From Advertiser-Tribune.com: Things to go bump at the ’Berg
Enter if you dare.
Trick-or-treaters brave enough can participate in activities Thursday in Heidelberg University's France Hall, which is believed to be haunted by several ghosts.
Rebecca Dickinson, a sophomore from Middleburg Heights studying history, has helped organize the fundraiser, which is to be 7:30-10 p.m. Thursday at the residence hall. The resident assistants of Brown and France halls are putting on the event with the help of other organizations.
"We worked hard on trying to get campus organizations involved with the project," she said.
Dickinson said the family-friendly event is to have activities and candy for children and also areas geared more toward adults.
There is no cost, although any donations are to go toward the renovation of France Hall's basement, she said.
"It's a haunted house, but we do have an area designated for kids," she said.
A couple of months ago, a Heidelberg class went ghost-hunting in France Hall.
April Beisaw, assistant professor of anthropology at Heidelberg, taught an honors class titled "Science or Pseudoscience?" that focused on testing methods and whether ghost-hunting is a science.

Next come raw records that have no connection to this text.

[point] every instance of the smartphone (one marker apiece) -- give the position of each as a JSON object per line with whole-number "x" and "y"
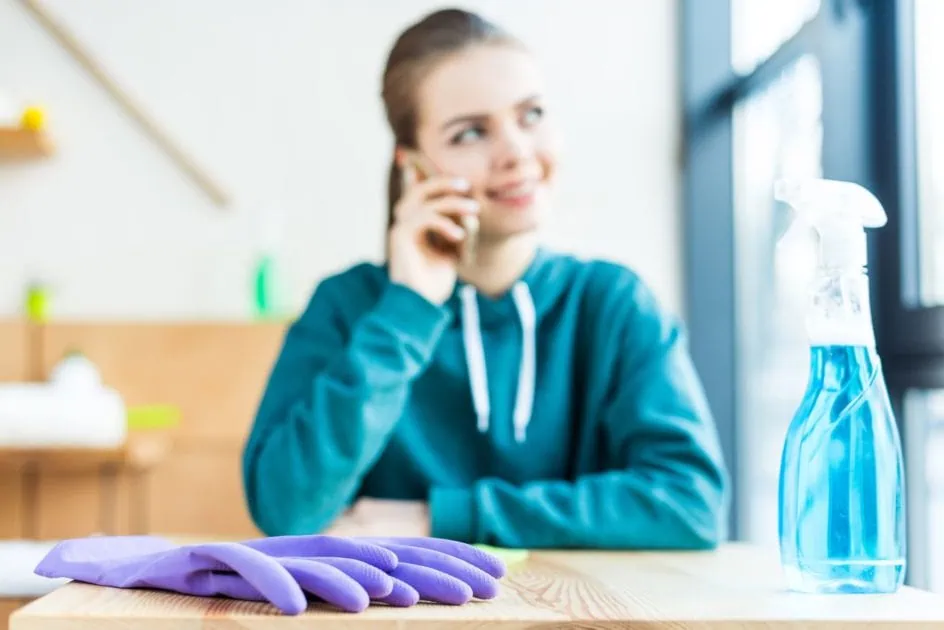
{"x": 425, "y": 169}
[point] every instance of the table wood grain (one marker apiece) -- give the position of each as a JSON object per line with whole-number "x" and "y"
{"x": 737, "y": 587}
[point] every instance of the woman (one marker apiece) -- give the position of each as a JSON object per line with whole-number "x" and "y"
{"x": 520, "y": 398}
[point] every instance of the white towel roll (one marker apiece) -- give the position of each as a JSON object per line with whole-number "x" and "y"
{"x": 34, "y": 415}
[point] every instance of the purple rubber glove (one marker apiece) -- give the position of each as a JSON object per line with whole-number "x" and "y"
{"x": 342, "y": 572}
{"x": 429, "y": 569}
{"x": 442, "y": 571}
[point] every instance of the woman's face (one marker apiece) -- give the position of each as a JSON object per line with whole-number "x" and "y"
{"x": 482, "y": 117}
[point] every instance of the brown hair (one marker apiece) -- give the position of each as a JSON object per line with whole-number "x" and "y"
{"x": 435, "y": 37}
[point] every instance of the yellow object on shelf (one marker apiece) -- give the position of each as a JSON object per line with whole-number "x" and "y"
{"x": 508, "y": 556}
{"x": 153, "y": 417}
{"x": 33, "y": 118}
{"x": 37, "y": 304}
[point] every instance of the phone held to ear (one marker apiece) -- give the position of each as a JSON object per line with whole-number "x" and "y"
{"x": 426, "y": 169}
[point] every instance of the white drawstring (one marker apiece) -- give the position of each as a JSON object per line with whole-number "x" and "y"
{"x": 525, "y": 398}
{"x": 475, "y": 358}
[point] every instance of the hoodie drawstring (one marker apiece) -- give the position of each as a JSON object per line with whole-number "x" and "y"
{"x": 475, "y": 358}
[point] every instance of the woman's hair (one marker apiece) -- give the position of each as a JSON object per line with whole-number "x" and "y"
{"x": 417, "y": 50}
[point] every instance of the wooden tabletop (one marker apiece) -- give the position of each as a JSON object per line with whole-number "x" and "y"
{"x": 736, "y": 587}
{"x": 141, "y": 450}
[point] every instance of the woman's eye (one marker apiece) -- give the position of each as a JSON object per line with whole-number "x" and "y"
{"x": 533, "y": 115}
{"x": 468, "y": 135}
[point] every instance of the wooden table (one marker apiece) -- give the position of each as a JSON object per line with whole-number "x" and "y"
{"x": 736, "y": 587}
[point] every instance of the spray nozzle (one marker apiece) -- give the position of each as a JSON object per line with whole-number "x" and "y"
{"x": 839, "y": 212}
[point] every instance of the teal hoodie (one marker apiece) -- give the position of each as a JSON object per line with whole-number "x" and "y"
{"x": 564, "y": 414}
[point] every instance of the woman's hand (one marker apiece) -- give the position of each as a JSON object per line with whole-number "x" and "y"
{"x": 429, "y": 208}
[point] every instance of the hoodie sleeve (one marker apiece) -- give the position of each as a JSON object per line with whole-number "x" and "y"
{"x": 662, "y": 483}
{"x": 332, "y": 400}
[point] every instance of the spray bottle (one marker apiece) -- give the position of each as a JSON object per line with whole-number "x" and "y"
{"x": 842, "y": 496}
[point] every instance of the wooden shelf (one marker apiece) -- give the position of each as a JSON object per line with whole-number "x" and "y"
{"x": 22, "y": 144}
{"x": 142, "y": 450}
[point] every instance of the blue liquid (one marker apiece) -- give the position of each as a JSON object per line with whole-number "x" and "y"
{"x": 842, "y": 509}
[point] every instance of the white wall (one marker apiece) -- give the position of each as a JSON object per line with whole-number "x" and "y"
{"x": 279, "y": 100}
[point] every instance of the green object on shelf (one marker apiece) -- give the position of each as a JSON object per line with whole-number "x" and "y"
{"x": 264, "y": 290}
{"x": 153, "y": 417}
{"x": 508, "y": 556}
{"x": 37, "y": 303}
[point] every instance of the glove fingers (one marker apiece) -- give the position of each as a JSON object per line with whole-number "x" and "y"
{"x": 490, "y": 563}
{"x": 432, "y": 585}
{"x": 211, "y": 583}
{"x": 263, "y": 573}
{"x": 402, "y": 596}
{"x": 327, "y": 583}
{"x": 375, "y": 582}
{"x": 325, "y": 546}
{"x": 483, "y": 585}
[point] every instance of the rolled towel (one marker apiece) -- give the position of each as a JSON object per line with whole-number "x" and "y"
{"x": 34, "y": 415}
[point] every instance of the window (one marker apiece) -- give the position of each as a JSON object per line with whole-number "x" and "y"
{"x": 777, "y": 132}
{"x": 929, "y": 112}
{"x": 845, "y": 90}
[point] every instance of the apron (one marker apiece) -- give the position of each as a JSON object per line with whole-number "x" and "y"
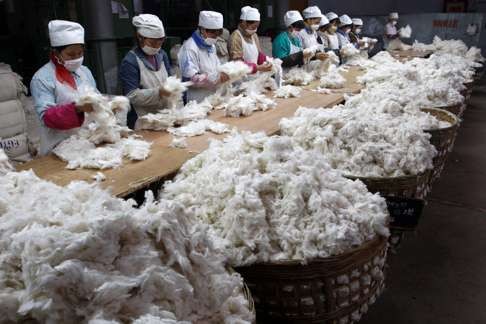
{"x": 208, "y": 64}
{"x": 333, "y": 41}
{"x": 148, "y": 80}
{"x": 64, "y": 94}
{"x": 250, "y": 50}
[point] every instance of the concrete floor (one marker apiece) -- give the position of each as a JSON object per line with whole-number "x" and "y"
{"x": 439, "y": 273}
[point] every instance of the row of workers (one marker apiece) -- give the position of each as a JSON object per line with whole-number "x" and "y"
{"x": 144, "y": 69}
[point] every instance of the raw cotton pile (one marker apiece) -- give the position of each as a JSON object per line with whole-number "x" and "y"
{"x": 78, "y": 255}
{"x": 332, "y": 79}
{"x": 199, "y": 127}
{"x": 266, "y": 200}
{"x": 288, "y": 91}
{"x": 359, "y": 143}
{"x": 79, "y": 152}
{"x": 176, "y": 88}
{"x": 5, "y": 165}
{"x": 298, "y": 77}
{"x": 102, "y": 126}
{"x": 405, "y": 32}
{"x": 168, "y": 118}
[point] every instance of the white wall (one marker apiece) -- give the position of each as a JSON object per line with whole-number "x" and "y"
{"x": 379, "y": 7}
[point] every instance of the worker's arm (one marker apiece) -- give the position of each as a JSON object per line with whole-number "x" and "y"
{"x": 56, "y": 116}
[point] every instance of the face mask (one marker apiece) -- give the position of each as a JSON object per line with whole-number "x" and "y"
{"x": 210, "y": 41}
{"x": 73, "y": 65}
{"x": 150, "y": 50}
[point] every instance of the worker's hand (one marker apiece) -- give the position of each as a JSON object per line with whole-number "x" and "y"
{"x": 223, "y": 77}
{"x": 321, "y": 56}
{"x": 163, "y": 93}
{"x": 308, "y": 53}
{"x": 265, "y": 67}
{"x": 86, "y": 108}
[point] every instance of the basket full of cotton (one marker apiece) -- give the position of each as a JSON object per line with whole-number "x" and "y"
{"x": 283, "y": 216}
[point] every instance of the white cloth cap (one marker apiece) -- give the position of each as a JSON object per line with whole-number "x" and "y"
{"x": 291, "y": 17}
{"x": 149, "y": 26}
{"x": 210, "y": 20}
{"x": 250, "y": 14}
{"x": 331, "y": 16}
{"x": 324, "y": 21}
{"x": 63, "y": 32}
{"x": 312, "y": 12}
{"x": 345, "y": 20}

She said she purchased ghost-hunting equipment, and students broke into small groups to go hunting in the attics of France and Pfleiderer halls and the basement of Founders Hall.
She said France Hall is the only place where something that could be considered paranormal happened, and unfortunately, it happened to her.
"I did research afterwards," she said.
Beisaw recalled preparing to take her students into France Hall and securing two keys, one for each side of the attic. She explored the attic before taking her students up, closed the door and went downstairs to get the students. She then returned to the attic with them.
"I went to open the door, and the door wouldn't open," she said.
Beisaw said she had been given the keys to a padlock, which she was holding. The door had locked with the old mechanism, which staff wasn't using anymore.
"We couldn't get the door open," she said.
She and the students went downstairs and returned to the attic through the other entrance. After the ghost hunt, she did research and learned the female ghost who is supposed to be in the attic is known for locking doors.
"I didn't know that when that happened," she said.
Beisaw said some students believed the experience because they wanted to, while others weren't sure.
"It was fully locked, so that was really the main thing that happened up there," she said.
Wednesday, Beisaw is taking students ghost-hunting in an octagonal house the university owns on Perry Street. She said the class is going to be giving a report about the history of the house and what the class thinks should be done to it to President Robert Huntington.
"It's just falling apart sitting there by itself. ... We'll see how (the ghost-hunting) goes," she said.